Retired Rear Adm. Frank Thorp holds a miniature version of the Lone Sailor statue on June 6, 2019 during a dedication ceremony near Utah beach in Normandy, France. Later this year the full-sized statue will be placed in this spot, making it the first Lone Sailor monument outside the United States.  Jonathan Nelson/U.S. Navy
Retired Rear Adm. Frank Thorp holds a miniature version of the Lone Sailor statue on June 6, 2019 during a dedication ceremony near Utah beach in Normandy, France. Later this year the full-sized statue will be placed in this spot, making it the first Lone Sailor monument outside the United States. Jonathan Nelson/U.S. Navy

The frogmen swam and waded through waters in a combat zone with no wetsuits or diving gear, submerging only as long as they could hold their breaths. The Navy adopt scuba gear in 1948 and started the SEALs in 1962.
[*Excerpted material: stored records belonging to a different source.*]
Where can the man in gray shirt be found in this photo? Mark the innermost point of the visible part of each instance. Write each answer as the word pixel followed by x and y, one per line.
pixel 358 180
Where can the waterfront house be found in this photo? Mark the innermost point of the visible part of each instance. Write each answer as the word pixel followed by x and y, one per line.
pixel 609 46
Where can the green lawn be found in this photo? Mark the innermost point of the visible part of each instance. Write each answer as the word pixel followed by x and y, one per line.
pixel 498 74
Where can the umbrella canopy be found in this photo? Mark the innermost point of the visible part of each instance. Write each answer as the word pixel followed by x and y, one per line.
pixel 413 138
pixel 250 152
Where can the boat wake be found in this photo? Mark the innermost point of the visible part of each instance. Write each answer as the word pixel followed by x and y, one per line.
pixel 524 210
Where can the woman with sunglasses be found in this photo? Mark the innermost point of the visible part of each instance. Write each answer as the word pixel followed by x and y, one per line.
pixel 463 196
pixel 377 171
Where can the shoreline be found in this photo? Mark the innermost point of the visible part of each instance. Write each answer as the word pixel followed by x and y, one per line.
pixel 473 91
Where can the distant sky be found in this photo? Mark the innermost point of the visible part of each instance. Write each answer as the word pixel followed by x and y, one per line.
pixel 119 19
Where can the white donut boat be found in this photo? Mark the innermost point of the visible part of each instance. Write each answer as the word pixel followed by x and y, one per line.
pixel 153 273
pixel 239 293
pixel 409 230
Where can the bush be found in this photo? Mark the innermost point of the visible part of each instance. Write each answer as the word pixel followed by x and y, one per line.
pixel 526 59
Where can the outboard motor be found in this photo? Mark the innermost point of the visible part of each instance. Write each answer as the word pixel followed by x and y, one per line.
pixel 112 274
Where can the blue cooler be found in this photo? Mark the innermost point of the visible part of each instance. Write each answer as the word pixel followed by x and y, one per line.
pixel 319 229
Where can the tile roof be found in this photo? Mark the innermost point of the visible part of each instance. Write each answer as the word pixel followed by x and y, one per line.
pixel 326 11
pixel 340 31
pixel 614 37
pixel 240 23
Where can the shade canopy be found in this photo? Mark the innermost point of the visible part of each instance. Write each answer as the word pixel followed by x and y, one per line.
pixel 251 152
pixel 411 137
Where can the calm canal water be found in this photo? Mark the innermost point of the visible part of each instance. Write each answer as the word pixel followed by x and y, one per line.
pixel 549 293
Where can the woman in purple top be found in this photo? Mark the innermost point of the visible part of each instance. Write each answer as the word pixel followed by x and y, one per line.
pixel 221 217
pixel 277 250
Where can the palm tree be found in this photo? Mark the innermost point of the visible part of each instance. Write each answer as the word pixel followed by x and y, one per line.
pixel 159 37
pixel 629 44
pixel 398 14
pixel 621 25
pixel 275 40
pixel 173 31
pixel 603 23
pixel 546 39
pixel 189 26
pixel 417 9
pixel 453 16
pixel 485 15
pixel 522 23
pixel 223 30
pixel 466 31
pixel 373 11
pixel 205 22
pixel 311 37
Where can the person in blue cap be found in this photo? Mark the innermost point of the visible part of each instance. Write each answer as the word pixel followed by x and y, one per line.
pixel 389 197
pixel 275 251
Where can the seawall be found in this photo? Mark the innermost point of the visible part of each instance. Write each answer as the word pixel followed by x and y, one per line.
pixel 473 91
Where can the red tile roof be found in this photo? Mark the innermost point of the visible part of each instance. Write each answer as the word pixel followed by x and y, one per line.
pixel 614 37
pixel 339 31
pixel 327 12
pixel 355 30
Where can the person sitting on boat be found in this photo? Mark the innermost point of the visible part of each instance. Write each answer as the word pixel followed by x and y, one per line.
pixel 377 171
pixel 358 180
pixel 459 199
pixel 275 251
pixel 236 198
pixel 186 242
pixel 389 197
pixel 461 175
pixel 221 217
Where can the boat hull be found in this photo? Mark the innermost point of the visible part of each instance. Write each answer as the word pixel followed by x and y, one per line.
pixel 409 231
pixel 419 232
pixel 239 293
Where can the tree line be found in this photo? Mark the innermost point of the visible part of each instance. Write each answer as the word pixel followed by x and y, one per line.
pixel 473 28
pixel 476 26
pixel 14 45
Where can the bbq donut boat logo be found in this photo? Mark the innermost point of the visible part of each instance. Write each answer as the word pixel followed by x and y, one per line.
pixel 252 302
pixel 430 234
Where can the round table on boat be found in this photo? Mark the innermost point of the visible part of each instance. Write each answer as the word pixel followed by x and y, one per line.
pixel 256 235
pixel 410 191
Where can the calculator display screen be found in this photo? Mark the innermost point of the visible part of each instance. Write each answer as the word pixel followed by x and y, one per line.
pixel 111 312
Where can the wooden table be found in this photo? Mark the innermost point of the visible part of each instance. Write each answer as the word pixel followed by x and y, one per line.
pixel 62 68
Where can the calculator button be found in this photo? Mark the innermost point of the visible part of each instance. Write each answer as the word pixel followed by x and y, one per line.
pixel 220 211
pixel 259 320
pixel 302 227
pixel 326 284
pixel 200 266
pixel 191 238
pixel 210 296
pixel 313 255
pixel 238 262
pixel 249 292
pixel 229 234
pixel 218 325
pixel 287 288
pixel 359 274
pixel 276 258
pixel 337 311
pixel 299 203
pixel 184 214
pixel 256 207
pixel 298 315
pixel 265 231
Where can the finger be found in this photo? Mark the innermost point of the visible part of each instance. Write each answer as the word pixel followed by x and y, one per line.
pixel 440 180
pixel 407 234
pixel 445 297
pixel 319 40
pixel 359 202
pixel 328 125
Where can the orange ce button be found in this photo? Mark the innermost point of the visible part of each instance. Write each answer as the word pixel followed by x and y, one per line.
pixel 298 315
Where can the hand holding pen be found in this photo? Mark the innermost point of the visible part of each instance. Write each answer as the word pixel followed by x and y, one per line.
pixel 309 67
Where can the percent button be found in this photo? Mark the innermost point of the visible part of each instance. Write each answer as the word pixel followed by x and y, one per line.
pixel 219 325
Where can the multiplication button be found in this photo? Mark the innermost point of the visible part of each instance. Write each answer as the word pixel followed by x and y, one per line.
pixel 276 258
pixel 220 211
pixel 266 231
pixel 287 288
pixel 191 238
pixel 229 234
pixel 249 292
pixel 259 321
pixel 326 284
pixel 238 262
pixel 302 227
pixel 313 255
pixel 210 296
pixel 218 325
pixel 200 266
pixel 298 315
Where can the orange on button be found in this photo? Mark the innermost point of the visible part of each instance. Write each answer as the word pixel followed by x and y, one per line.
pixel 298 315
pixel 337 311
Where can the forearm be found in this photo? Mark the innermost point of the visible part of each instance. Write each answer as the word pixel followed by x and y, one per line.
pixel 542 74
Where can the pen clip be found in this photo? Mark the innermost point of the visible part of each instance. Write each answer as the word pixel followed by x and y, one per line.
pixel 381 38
An explosive technician named Dennis Shyrock described how the Germans cut down many who were landing, Foggo said, according to the statement.

“The ocean water around him ‘looked like pure blood. That was sickening.’ But he added, ‘we couldn’t stop doing our job.’”

Elisabeth Wright, the granddaughter of one of the first frogmen to come ashore, attended the ceremony.

“We are all honored to live your grandfather’s story through you and hope to measure up to his sacrifice when our service is complete,” Foggo said, according to the statement.

Foggo, whose father landed in Normandy with the Canadian forces, stood with German Command Sgt. Major Juergen Stark, whose grandfather was a German soldier in World War II.

“(Stark) believes as I do,” Foggo said. “That although we will never forget D-Day and World War II, we will constantly learn from the mistakes of the past to become stronger friends and Allies.”